35yo with molar pregnancy underwent suction+curette. Nothing significant in the history. Once the mole has been sucked out the bleeding wouldn't stop and eventually lost 2.2L of blood. Resuscitated and eventually managed to halt the bleeding with Bakri balloon. Wheeled off to ICU. Not sure if she will need a hysterectomy yet.

The O+G team said this was an unexpected bleed but her ultrasound report said it was a highly vascular lesion. Was this really unexpected? Should they have anticipated a large bleed?

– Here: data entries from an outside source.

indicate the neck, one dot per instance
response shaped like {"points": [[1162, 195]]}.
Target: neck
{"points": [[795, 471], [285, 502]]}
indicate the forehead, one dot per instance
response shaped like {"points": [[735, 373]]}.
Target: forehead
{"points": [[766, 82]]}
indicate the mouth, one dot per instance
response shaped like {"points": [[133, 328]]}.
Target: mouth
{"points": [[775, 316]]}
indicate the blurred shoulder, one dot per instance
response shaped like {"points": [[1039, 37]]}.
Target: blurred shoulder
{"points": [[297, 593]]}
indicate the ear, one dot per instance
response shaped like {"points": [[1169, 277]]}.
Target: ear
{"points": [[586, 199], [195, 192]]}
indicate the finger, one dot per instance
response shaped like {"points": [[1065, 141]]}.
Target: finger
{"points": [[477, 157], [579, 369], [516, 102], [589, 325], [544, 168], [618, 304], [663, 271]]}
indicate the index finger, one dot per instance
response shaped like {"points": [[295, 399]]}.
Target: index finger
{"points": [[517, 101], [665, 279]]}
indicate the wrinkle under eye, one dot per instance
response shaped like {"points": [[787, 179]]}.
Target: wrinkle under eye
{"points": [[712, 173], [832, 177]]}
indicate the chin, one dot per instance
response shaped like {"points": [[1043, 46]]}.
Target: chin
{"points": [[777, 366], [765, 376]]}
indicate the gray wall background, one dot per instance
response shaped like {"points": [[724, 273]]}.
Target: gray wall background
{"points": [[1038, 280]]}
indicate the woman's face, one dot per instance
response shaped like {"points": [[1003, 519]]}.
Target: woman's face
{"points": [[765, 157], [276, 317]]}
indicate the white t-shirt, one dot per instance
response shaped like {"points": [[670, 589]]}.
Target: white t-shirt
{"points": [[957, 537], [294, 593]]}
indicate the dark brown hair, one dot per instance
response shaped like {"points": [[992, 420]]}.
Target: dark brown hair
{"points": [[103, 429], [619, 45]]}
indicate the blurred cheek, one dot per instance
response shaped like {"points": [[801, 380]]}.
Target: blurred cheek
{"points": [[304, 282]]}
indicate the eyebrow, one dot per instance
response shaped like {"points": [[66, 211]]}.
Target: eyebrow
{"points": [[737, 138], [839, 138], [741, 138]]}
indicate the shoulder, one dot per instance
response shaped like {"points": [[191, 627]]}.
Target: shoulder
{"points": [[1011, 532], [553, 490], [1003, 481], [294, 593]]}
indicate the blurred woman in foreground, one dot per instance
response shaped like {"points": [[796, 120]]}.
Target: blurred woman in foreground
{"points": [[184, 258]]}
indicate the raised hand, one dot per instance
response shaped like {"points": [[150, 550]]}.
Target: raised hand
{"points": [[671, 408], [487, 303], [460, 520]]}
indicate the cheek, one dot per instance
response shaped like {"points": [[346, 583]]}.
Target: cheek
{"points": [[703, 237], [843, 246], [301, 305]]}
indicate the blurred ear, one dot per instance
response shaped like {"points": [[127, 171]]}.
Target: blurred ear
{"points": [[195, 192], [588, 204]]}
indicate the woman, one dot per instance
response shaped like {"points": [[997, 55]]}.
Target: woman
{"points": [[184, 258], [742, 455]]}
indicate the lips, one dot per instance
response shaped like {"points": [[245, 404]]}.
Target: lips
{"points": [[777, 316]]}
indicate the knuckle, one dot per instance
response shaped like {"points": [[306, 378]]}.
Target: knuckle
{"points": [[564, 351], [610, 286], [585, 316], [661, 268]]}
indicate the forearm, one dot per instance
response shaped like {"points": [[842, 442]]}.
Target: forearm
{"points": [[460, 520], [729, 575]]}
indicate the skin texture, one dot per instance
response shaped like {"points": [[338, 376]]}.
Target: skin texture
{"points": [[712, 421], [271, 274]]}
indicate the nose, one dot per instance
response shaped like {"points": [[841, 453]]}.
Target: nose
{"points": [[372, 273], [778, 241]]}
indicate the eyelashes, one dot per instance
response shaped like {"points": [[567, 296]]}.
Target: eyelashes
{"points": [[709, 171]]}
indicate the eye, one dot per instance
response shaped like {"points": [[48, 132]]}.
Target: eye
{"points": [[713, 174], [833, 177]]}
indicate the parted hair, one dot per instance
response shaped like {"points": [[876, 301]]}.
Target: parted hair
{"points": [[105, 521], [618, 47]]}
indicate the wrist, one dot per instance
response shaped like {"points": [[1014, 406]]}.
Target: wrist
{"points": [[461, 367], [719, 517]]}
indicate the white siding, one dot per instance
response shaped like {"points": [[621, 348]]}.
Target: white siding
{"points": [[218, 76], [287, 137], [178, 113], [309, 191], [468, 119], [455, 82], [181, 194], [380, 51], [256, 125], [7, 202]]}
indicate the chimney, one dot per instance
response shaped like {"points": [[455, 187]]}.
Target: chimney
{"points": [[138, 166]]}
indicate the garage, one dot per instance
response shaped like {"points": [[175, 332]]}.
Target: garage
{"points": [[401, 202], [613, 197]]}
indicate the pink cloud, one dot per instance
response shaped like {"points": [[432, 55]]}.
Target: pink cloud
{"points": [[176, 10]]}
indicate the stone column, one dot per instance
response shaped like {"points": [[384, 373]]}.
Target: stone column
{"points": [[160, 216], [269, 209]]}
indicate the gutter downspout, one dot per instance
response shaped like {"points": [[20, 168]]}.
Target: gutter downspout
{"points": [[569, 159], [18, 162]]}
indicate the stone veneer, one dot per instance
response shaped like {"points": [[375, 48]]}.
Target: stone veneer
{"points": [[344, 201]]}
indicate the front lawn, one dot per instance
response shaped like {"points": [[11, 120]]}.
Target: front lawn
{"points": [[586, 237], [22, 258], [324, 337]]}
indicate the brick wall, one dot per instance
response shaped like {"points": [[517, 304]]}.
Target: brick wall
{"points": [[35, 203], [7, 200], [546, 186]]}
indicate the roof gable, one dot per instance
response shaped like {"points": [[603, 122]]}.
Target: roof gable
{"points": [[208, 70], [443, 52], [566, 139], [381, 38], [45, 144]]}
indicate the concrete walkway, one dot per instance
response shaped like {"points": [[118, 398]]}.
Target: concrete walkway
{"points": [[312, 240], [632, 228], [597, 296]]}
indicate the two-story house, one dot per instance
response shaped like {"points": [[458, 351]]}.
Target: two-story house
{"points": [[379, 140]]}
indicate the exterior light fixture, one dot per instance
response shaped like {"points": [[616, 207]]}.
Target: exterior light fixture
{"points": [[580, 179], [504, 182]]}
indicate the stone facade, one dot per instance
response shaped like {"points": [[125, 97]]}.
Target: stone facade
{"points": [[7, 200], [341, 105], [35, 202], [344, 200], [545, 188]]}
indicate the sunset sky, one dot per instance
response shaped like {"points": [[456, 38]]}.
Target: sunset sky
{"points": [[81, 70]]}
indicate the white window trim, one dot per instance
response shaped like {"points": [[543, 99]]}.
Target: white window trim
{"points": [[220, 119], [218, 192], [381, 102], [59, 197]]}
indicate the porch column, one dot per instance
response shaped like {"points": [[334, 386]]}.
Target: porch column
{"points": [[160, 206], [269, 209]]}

Look up the relevant chapter in Chestnut - there is an associated risk of hemorrhage with molar pregnancies, and according to the literature, up to 30-40% of patients may require transfusion. I've had two molar D&Cs that have exceeded 1 L EBL. I think it's reasonable for both the OB and the anesthesia services involved in such a case to be aware that there is an increased risk for hemorrhage in these patients. Personally I make sure that I have one good large-bore PIV, and all available uterotonics in the room. I usually don't start a second IV unless my starting IV is really small or positional and unreliable.
 
In addition to the Bakri baloon, there is some type of stitch or suture that the OB can throw to kinda squeeze down on the uterus; unsure what its called, or if its appropriate in this situation

Bakri balloons are rarely used, make sure the nurse and OB are used to using it, waste a couple; kinda like the trach kit in the corner of the ER gathering dust

Could a foley be used in place of a Bakri balloon if this was a third world country? just wondering theoretically

If using cell saver, may be a theoretical benefit of hooking up a different suction for the amniotic fluid, and sucking it out before delivering the baby, cutting the uterus, so you don't have amniotic fluid mixing in with what you get in the cell saver

wonder what color the urine was in the foley with the insertion with the Hct 42

Agree with skipping epidural and going to sleep; can do TAP blocks afterwards; or put in the epidural and don't dose it; then go to sleep; then you can use it after placenta is out if all goes well
 
In addition to the Bakri baloon, there is some type of stitch or suture that the OB can throw to kinda squeeze down on the uterus; unsure what its called, or if its appropriate in this situation

Is that the one that actually requires a laparotomy though?